Well, I can’t be 100 percent certain, but I’ve shown the pie chart decision tree to thousands of workshop participants and blog post readers from a wide variety of demographics and backgrounds, and implored them to tell me if they can think of a single scenario in which it wouldn’t point to what they’d consider to be the best design choice for that scenario. When I started showing early drafts of that particular decision tree, people did find scenarios in which it wouldn’t recommend what they considered to be the best choice, and I made several tweaks to the tree as a result (thanks, guys!). It’s been at least a year since anyone’s spotted an exception, though, so I think it’s pretty solid at this point. If you spot an exception, however, please tell me so that I can revise the tree!
The “Do I need to include zero in my chart’s scale?” decision tree, on the other hand, is hot off the presses and will likely get a few tweaks as people spot scenarios in which it wouldn’t recommend what they consider to be the best design choice. I expect it to be pretty solid after a few hundred people have scrutinized it and I’ve shored up any exceptions. If you want to understand the rationales behind that particular decision tree, here’s the very long explanation.
I’m guessing that some readers might object that these decision trees just codify my own personal preferences or biases. That could, of course, be true, but it seems unlikely since no one has pointed to anything that they personally consider to be an exception in quite some time, despite my supplications to do so. I suspect that these decision trees just codify practices that most experienced practitioners agree with, but that are complicated to formalize in a robust way, in much the same way that it’s tricky to codify the rules of English grammar, but, once those rules are codified in a robust way, experienced speakers tend to agree with them.
“Are you saying that all dataviz design decisions can be codified as rules?”
No. There are plenty of design decisions that are too complex, creative, or situation specific to be codified as universal rules. For example, I don’t think it’s possible to codify specific rules for determining which parts of a chart to visually highlight, or for formulating effective chart titles. For those types of decisions, we can only offer general principles and high-level advice such as, “It’s often (but not always) useful to put the main message of a chart in its title.” For the many design decisions that can be codified as rules (my Practical Charts course and upcoming book contain over 20 such tools), however, there are significant benefits in doing so.
Writing provides a useful analogy here. Can every aspect of writing be codified as formal rules that will allow anyone to write the next best seller? Obviously not. Does that mean that writing doesn’t have any codified rules that apply in all situations? No, writing has many such rules, from basic spelling and grammar to the logical sequencing of ideas. For writing decisions that can be codified as universal rules (e.g., when to use “they’re”, “there”, or “their”), providing practitioners with specific guidance for those decisions instead of telling them to “use their judgment” makes it far easier for them to become competent quickly and to make the best choice every time.
“Are these rules truly unbreakable? Do they really apply in every situation?”

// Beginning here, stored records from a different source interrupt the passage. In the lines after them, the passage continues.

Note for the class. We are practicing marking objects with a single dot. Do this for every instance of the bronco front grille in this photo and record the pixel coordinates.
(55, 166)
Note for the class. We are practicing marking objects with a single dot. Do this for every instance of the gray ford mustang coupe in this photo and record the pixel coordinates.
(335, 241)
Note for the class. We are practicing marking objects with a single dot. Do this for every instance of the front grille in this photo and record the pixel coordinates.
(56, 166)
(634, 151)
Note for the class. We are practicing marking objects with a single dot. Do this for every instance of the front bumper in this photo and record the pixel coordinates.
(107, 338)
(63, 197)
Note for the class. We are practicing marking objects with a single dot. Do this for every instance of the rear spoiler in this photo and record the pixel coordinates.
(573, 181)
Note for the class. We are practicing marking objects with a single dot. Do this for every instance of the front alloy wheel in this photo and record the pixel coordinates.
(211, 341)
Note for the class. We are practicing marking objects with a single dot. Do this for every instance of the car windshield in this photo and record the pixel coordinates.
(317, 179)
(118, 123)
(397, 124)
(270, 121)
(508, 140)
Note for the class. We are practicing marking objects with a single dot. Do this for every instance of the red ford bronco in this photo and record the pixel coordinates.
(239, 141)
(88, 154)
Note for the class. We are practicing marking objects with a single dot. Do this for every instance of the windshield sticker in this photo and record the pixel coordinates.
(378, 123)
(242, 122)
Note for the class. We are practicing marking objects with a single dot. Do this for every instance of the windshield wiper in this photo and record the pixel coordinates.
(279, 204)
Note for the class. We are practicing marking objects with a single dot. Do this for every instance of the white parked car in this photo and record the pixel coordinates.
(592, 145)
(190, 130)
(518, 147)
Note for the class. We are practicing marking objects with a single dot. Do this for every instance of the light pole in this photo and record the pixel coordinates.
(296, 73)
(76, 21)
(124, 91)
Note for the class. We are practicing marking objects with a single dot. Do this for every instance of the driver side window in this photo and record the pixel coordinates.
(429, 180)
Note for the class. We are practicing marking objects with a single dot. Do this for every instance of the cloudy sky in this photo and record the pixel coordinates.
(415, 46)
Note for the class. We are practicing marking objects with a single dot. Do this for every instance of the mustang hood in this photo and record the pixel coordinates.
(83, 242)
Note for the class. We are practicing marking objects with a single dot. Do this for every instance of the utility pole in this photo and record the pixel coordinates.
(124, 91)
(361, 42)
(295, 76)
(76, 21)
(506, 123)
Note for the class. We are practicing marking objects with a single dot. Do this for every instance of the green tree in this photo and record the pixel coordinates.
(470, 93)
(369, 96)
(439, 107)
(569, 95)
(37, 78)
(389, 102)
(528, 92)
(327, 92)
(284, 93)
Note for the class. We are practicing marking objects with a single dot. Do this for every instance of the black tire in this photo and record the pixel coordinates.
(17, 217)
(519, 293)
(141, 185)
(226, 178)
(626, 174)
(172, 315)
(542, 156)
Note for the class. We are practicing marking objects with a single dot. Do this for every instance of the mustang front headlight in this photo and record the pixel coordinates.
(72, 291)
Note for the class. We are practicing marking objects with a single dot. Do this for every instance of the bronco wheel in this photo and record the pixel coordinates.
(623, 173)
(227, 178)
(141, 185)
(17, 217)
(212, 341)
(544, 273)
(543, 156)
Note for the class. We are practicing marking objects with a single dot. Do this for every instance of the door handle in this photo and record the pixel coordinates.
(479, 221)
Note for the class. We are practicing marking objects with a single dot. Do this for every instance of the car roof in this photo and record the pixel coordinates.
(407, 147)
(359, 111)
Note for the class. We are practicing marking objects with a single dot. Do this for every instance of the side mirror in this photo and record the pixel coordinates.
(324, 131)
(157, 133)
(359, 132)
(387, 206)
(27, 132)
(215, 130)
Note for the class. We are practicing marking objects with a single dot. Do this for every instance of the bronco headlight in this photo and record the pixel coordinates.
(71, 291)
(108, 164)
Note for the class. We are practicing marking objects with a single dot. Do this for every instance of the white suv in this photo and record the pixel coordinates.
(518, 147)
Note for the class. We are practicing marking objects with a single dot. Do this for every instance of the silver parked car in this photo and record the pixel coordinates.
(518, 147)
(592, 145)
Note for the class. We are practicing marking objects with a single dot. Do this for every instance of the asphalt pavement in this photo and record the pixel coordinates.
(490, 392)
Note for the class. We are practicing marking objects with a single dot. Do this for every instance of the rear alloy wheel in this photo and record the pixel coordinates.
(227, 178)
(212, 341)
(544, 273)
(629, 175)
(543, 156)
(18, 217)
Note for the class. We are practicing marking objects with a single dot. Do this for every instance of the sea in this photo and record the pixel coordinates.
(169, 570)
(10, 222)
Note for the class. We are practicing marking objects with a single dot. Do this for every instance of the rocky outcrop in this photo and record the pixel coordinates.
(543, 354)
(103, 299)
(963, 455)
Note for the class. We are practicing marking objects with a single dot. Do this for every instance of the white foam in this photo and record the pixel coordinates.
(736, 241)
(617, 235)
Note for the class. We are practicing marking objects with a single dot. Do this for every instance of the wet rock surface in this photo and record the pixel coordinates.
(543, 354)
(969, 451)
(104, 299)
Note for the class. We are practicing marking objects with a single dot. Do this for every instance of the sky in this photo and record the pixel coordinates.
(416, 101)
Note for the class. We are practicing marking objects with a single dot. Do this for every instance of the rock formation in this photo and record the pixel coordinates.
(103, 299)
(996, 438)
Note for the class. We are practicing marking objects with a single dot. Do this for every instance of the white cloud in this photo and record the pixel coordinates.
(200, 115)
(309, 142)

Just like writing, they’re are times when it makes sense to break formal rules, but there limited to times when the author is exercising artistic license (see what I did their?). When creating data art, then, it can absolutely make sense to knowingly break the rules. The keyword in that last sentence, though, is knowingly. Deliberately breaking rules for artistic reasons can be extremely effective, but breaking them because you didn’t know about them in the first place will reliably produce charts that are unobvious, confusing, ambiguous, and/or misleading, just as written prose that breaks the basic rules of writing will be unobvious, confusing, ambiguous, and/or misleading (how many times did you have to re-read the first sentence in this paragraph?).
“What about data visualization research? Isn’t that supposed to tell us what ‘the rules’ are?”
If a data visualization research study finds that people can compare the parts of a total with one another more precisely as a bar chart than as a pie chart, that’s important information to know when choosing chart types in practice. Does that mean that practitioners should always choose bar charts over pie charts? No, because, as the pie chart decision tree above shows, the ability to compare the parts of a total with one another precisely is just one of eight decision factors that go into determining whether to use a bar chart or a pie chart in a given situation. (I’ll publish a whole article on pie charts–yes, apparently, the world needs yet another pie chart article–when I’ve braced myself sufficiently for the inevitable backlash.)
Data visualization research findings are crucial inputs into making design decisions, but they don’t typically point to specific design choices in specific situations. They tend to focus on just one or a few factors, such as how precisely people can compare quantities in a few different types of visualizations, how likely people are to misinterpret the underlying data in a few specific types of views, or how rapidly people can interpret a few different ways of showing the same data. This is why many studies caution practitioners to “use their judgment” when extrapolating the study’s findings to real-world chart design decisions.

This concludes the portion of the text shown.